Food composition database

All foods were aggregated as consumed to food groups according to the classification system used in the NVS. Similar groups were summarised (e.g. confectionery/jam/sugar, alcoholic beverages). Food intake data were converted to average daily energy and nutrient intakes using the German Nutrient Database (Bundeslebensmittelschlüssel, BLS; Max Rubner Institut, Karlsruhe, Germany). The BLS essentially covers average nutritional values of approximately 10 000 food codes available on the German market (fresh foods, processed foods and dishes). The nutrient calculation in the NVS dataset was performed with the BLS version II.2(Reference Gedrich, Wagner and Karg5) and the EsKiMo data with the BLS version II.3, which may be assumed to reflect the food composition at the time of the surveys best. In these two versions of the BLS, branded foods and fortified foods are not included. Therefore, the food compositions of about 1200 foods, mainly sweets, cereals and fast foods, were collected from producer information, Internet queries, labels and information from additional food composition databases from other countries as completion of the EsKiMo nutrient database. Furthermore a database of supplements was appended(Reference Mensink, Heseker, Richter, Stahl and Vohmann10), which was developed for the NVS II(3). Thus, in EsKiMo nutrient intake includes intakes from fortified foods and dietary supplements. For the calculation of total folate, amounts of folic acid in fortified foods and supplements were multiplied by 1·7 because of the higher bioavailability of synthetic folic acid compared with natural folate(12).

Statistical analyses

All analyses were performed with the SPSS statistical software package version 14·0 (SPSS Inc., Chicago, IL, USA). Descriptive statistics (percentiles 25, 50 and 75) summarise the data. The Mann–Whitney U test was used to test differences in the distributions of food and nutrient intakes between the years 1985–8 and 2006, taking statistical significance as P < 0·05. The analyses were done separately for children, adolescents, boys and girls.

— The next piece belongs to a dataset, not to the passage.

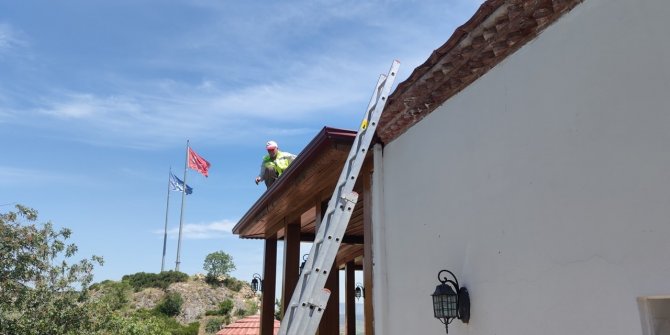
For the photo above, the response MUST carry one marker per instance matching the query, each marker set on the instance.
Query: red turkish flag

In EsKiMo, all cases were weighed by a weighting factor which corrects for the disproportionally higher number of participants from the eastern parts of Germany, differences in the age, sex and nationality distribution of the final sample and the general population, and takes the day of the week of the records into account(Reference Kurth, Kamtsiuris and Hoelling9, Reference Mensink, Heseker, Richter, Stahl and Vohmann10).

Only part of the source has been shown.